けっしてNintendo Switchで遊んではいけない部屋
しょーもない内容です
親友の美沙が一日だけマンションの部屋を留守にするというので、私が留守番をすることになった。
留守番とはいっても、じつはお願いしたのは私のほうだ。彼女の豪華なマンションの部屋にぜひとも住んでみたかったのだ。

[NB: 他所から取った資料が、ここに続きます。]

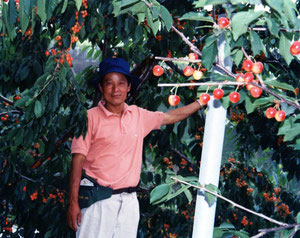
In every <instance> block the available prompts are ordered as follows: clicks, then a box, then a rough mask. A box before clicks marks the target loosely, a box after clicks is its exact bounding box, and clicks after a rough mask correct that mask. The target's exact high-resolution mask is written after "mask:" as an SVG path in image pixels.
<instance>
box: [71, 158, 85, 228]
mask: <svg viewBox="0 0 300 238" xmlns="http://www.w3.org/2000/svg"><path fill="white" fill-rule="evenodd" d="M85 158H86V157H85V156H84V155H82V154H72V164H71V173H70V181H69V188H70V191H69V192H70V195H69V209H68V213H67V222H68V225H69V226H70V228H71V229H73V230H74V231H76V230H77V224H78V225H80V222H81V211H80V208H79V205H78V191H79V186H80V181H81V174H82V168H83V162H84V160H85Z"/></svg>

「置いてあるものは動かさないでね。ゲーム機は好きに使っていい……けど」
美沙はそこで言い淀んだ。
「ごめんね。プレステ5は……ないの。プレステ4と……Nintendo Switchしかないわ」
「じゅうぶんよ!」
私は心からそう言った。
自分の部屋にはセガのドリームキャストしかないのだ。イマドキのゲームができることにワクワクしていた。
「だけどね……」
美沙は、言いにくそうに、言った。
「Nintendo Switchではけっして遊んではダメ」
「ええっ……? なんで!?」
「大変なことが起きるわ」
それだけ言い残すと、美沙はおそろしい顔を残像のように私の瞼に残し、私を残して出かけていった。私は取り残された。(『残』、多っ)
プレステ4の電源を入れた。
電源ボタンが小さくてわかりにくかったけど、猫が踏んづけたら青いランプが点き、自動的にテレビの電源も入った。
インストールされてる中からセガの『シェンムー3』を選んで遊びはじめた。ドリームキャストで2まではやっていたので。
「なんか……ドリキャスのやつのほうが面白かったなぁ」
プレステ4に対して失礼ともいえる感想を、私は吐いた。
そしてふと、もう一台のゲーム機、神棚に飾られているNintendo Switchに目を向けた。
「Nintendo Switchで遊ぶと……どんなことが……?」
好奇心が私を突き動かす。人間、『してはいけない』と言われるとしたくなるものだ。
私は神棚からそれを掬い取ると、電源アダプターを探し当て、コントローラーを繋いだ。タコの足のような配線を引きずり出し、センサーで顔認証すると、なんだかよくわからなくなった。
「これ……、どうやって遊ぶの?」
私が聞くと、それに答えるように、作者が怒鳴った。
「Nintendo Switchでは絶対に遊ぶなって言ったでしょ!」
作者はNintendo Switchで遊んだことがないので、描写ができなかったのだ。